OK, first you do have a fuel delivery problem if the misting fired the engine. If the bubble will pump up firm and you have no obvious leaks I would give the carb a thorough cleaning. Once you get it running correctly you can go back and see exactly what you have as far as addressing wiring issues.


----------



## MMAtyson (Aug 8, 2013)

I noticed small fuel trails down the lower part of the motor tonight. So I started looking at fuel lines. It appears that I may have a leak in the hose the goes into the bottom of the carburetor. When I first pump the primer bulb, if I get really close and listen, there is a hiss coming from that junction where the hose clamp is. After the bulb gets firm, fuel begins to slowly drip from the same area where I hear the hiss. Would something like this cause the engine to be fuel starved and not start?


----------



## MDCrappie (Aug 8, 2013)

[url=https://www.tinboats.net/forum/viewtopic.php?p=325353#p325353 said:


> Would something like this cause the engine to be fuel starved and not start?

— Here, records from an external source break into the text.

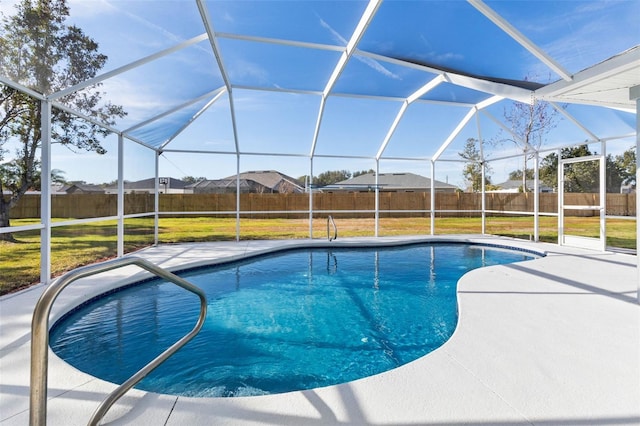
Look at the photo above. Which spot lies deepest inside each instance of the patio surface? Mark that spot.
(553, 341)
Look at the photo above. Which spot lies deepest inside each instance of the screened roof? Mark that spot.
(392, 79)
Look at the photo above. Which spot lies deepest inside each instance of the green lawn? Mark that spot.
(77, 245)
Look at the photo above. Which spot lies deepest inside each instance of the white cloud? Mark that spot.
(89, 8)
(372, 63)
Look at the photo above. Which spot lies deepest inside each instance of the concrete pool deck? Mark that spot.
(553, 341)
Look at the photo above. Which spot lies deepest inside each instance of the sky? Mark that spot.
(354, 124)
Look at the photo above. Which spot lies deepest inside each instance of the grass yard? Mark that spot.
(77, 245)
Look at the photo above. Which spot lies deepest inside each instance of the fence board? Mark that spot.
(82, 206)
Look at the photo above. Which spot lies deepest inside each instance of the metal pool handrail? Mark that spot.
(330, 221)
(40, 336)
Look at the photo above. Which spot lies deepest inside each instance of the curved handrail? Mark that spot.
(40, 336)
(330, 221)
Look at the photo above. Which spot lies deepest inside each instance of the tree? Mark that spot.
(362, 172)
(585, 176)
(191, 179)
(517, 174)
(529, 125)
(42, 52)
(472, 171)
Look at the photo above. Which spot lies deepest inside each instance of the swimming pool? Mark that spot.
(294, 320)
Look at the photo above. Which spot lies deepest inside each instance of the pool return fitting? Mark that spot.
(330, 222)
(40, 336)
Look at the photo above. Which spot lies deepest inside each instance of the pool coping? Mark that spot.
(521, 353)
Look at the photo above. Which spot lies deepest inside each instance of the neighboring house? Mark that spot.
(166, 185)
(514, 186)
(628, 189)
(81, 188)
(264, 182)
(389, 182)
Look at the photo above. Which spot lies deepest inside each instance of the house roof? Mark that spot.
(390, 181)
(268, 178)
(151, 183)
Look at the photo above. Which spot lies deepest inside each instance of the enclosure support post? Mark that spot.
(603, 195)
(237, 197)
(483, 173)
(536, 197)
(433, 197)
(120, 202)
(310, 197)
(45, 192)
(156, 199)
(634, 93)
(377, 192)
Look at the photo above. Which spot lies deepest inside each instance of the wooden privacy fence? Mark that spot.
(391, 204)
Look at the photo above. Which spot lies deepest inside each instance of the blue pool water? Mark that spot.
(289, 321)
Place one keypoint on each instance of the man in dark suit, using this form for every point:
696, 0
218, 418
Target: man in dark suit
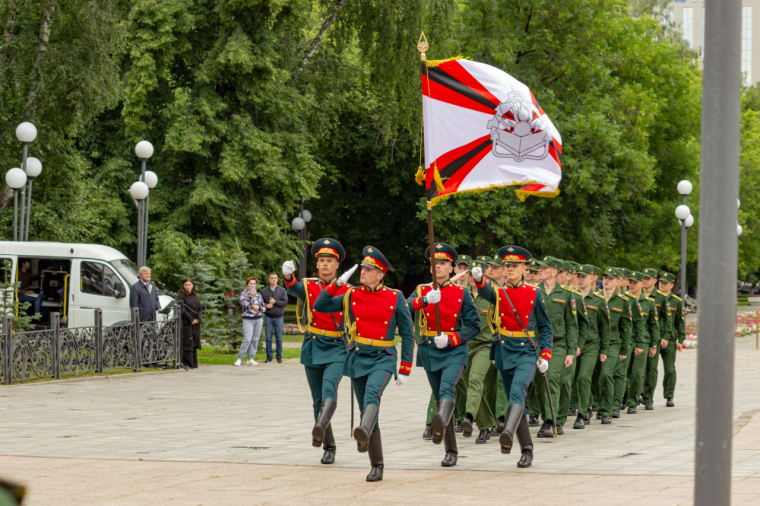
144, 297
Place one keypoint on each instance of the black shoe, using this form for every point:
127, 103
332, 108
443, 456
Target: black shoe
375, 456
450, 460
547, 429
466, 426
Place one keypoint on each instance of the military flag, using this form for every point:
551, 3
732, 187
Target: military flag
484, 129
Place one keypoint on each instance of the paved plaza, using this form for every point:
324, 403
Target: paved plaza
226, 435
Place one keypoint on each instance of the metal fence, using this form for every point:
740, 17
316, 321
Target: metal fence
61, 351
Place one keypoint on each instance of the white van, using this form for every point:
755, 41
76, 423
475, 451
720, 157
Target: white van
75, 279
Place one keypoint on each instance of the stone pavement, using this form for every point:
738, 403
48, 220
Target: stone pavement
188, 427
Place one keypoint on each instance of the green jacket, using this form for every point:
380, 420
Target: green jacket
677, 323
620, 315
559, 307
599, 323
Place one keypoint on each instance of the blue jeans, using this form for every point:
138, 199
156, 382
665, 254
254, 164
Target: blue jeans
276, 325
36, 300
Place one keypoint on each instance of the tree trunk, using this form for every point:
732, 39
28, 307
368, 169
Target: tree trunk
329, 19
42, 43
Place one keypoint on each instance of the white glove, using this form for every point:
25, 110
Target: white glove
288, 268
346, 275
433, 296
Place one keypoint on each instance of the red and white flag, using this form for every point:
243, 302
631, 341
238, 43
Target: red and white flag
483, 130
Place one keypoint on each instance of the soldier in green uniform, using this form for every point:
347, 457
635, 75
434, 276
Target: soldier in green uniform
568, 373
323, 351
638, 360
523, 327
620, 313
662, 307
598, 335
639, 336
441, 347
479, 369
559, 305
374, 313
676, 337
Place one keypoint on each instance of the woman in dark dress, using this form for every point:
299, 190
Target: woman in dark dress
191, 326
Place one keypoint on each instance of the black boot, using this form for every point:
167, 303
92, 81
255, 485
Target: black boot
441, 419
450, 445
526, 444
329, 446
514, 415
363, 432
467, 425
323, 420
375, 447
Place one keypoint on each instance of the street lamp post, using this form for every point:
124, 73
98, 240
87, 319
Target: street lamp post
683, 213
15, 179
33, 170
143, 150
26, 133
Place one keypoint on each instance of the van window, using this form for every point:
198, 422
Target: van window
98, 279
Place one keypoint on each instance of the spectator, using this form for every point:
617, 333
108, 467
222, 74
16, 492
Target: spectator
25, 292
191, 323
276, 298
144, 297
253, 309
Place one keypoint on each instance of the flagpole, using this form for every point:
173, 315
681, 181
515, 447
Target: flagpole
422, 46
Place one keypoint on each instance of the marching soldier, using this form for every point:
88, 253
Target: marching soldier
568, 373
523, 327
559, 305
440, 347
323, 351
374, 313
638, 360
676, 337
620, 313
639, 336
598, 335
662, 307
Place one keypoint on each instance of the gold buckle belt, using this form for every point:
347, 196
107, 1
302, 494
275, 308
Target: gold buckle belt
375, 342
326, 333
510, 333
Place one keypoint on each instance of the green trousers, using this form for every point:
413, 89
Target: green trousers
474, 380
669, 364
650, 378
554, 374
638, 369
607, 380
621, 378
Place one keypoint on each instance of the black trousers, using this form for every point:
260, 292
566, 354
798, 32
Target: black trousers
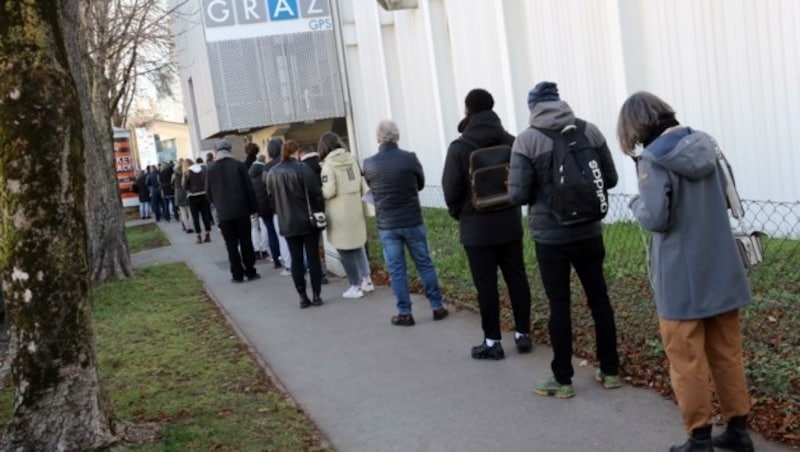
237, 236
586, 256
483, 264
198, 205
309, 243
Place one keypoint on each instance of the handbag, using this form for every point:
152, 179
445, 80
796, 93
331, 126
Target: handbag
317, 219
748, 242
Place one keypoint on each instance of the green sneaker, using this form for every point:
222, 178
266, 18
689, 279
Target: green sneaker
609, 381
552, 388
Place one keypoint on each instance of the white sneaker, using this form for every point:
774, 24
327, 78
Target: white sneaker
353, 292
367, 286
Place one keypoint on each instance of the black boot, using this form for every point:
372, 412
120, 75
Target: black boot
735, 437
304, 301
700, 441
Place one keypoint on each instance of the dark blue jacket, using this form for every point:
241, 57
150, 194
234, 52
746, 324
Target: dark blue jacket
395, 177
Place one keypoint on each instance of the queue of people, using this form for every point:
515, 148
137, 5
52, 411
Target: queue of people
561, 168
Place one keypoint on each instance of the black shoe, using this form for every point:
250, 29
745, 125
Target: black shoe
700, 441
440, 313
735, 436
483, 351
524, 344
403, 320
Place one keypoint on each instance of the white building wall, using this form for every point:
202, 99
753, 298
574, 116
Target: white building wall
192, 55
729, 67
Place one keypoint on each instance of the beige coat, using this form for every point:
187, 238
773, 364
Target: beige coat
341, 187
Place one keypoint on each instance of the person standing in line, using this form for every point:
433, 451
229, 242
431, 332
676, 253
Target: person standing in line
167, 190
291, 186
278, 247
559, 246
194, 182
395, 178
347, 228
180, 194
140, 188
228, 186
696, 272
251, 152
259, 227
491, 239
154, 186
312, 158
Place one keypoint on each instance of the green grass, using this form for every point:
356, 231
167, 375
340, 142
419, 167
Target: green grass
165, 354
145, 237
772, 339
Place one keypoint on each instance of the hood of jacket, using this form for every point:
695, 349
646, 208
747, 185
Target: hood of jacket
339, 158
684, 151
222, 154
257, 169
553, 115
483, 128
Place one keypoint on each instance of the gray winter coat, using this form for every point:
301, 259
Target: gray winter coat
695, 267
530, 178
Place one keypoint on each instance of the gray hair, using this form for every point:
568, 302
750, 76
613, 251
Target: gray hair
388, 132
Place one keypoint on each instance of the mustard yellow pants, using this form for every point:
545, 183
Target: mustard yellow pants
697, 350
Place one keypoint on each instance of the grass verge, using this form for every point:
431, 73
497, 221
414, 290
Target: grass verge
166, 355
771, 336
145, 237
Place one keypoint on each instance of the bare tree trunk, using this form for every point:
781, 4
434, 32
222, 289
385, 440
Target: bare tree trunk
59, 403
108, 245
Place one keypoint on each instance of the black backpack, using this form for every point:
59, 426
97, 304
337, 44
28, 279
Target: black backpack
578, 188
488, 176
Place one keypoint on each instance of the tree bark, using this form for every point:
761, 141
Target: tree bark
59, 403
108, 244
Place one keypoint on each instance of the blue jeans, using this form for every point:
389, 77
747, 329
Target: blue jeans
393, 241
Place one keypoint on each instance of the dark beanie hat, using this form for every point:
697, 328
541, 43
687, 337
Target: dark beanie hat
478, 100
274, 148
542, 92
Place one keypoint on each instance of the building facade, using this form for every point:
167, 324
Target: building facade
729, 68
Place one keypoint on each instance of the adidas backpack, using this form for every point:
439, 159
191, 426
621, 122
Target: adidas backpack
578, 191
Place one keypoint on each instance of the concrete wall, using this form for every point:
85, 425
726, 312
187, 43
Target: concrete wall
729, 68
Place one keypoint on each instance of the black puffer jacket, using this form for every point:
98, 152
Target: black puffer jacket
258, 176
228, 186
530, 180
165, 178
477, 228
287, 184
395, 177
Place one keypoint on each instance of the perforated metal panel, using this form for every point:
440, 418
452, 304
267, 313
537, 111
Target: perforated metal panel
276, 80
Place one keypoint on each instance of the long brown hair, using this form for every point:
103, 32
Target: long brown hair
638, 115
290, 148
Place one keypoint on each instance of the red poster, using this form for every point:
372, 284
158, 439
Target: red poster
126, 170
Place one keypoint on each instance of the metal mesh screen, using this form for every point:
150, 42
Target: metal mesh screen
276, 79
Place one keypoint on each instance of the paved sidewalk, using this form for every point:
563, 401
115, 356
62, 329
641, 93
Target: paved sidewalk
371, 386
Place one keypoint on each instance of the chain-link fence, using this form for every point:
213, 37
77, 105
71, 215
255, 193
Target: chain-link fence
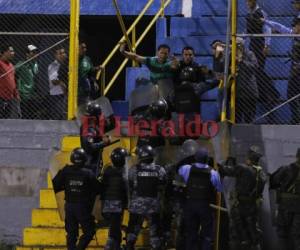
34, 65
268, 62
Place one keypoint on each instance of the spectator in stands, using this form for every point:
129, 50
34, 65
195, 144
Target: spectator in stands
26, 73
87, 87
296, 5
246, 90
58, 80
259, 45
161, 68
254, 25
9, 95
294, 79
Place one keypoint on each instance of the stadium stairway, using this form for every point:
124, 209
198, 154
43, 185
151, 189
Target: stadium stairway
47, 228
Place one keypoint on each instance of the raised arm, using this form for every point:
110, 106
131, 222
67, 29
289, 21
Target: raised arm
131, 55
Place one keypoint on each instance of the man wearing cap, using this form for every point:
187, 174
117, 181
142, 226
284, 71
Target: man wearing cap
202, 183
245, 200
286, 181
26, 74
9, 95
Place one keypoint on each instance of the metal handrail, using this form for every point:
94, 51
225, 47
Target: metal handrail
115, 49
158, 14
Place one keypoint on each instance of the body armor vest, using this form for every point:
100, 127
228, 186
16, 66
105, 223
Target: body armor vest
76, 189
115, 187
199, 186
147, 182
250, 185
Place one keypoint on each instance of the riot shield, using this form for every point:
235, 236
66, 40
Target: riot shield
166, 89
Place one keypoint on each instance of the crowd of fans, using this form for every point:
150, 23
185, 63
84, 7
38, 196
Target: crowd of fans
180, 82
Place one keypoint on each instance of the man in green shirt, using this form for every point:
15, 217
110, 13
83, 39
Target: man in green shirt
161, 66
87, 87
25, 74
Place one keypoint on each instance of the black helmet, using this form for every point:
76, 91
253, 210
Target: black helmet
145, 154
159, 108
188, 74
93, 108
118, 156
254, 154
201, 155
78, 156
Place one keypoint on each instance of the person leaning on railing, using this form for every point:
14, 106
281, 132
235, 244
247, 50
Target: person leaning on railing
9, 94
294, 79
58, 80
87, 86
26, 74
161, 68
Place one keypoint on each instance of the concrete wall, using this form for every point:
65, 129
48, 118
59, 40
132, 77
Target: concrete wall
279, 144
87, 7
25, 151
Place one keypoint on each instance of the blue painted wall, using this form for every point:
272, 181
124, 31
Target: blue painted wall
88, 7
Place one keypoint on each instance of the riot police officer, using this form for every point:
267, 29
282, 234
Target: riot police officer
191, 81
80, 185
114, 197
245, 200
91, 136
145, 182
286, 180
202, 182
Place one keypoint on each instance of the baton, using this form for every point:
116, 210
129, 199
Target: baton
223, 209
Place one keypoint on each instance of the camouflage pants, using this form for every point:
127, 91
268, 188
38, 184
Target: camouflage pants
288, 229
135, 225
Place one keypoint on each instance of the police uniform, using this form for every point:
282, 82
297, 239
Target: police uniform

That wouldn't cause the none starting issue, but it would cause a lean condition once it's running. "Suckin Air".


----------



## MMAtyson (Aug 8, 2013)

MDCrappie... Is that quote a "yes"? lol


----------



## MMAtyson (Aug 9, 2013)

NCcat, I guess that qualifies as an obvious leak. I don't think I noticed it before because of the water hose running. What really sucks is the location of that hose connection. I don't think I can get to it without removing the carburetor.


----------



## MDCrappie (Aug 9, 2013)

[url=https://www.tinboats.net/forum/viewtopic.php?p=325367#p325367 said:


> MMAtyson » Thu Aug 08, 2013 11:00 pm[/url]"]NCcat, I guess that qualifies as an obvious leak. I don't think I noticed it before because of the water hose running. What really sucks is the location of that hose connection. I don't think I can get to it without removing the carburetor.



That hose, leaking under pressure of bulb should not stop the motor from starting.


----------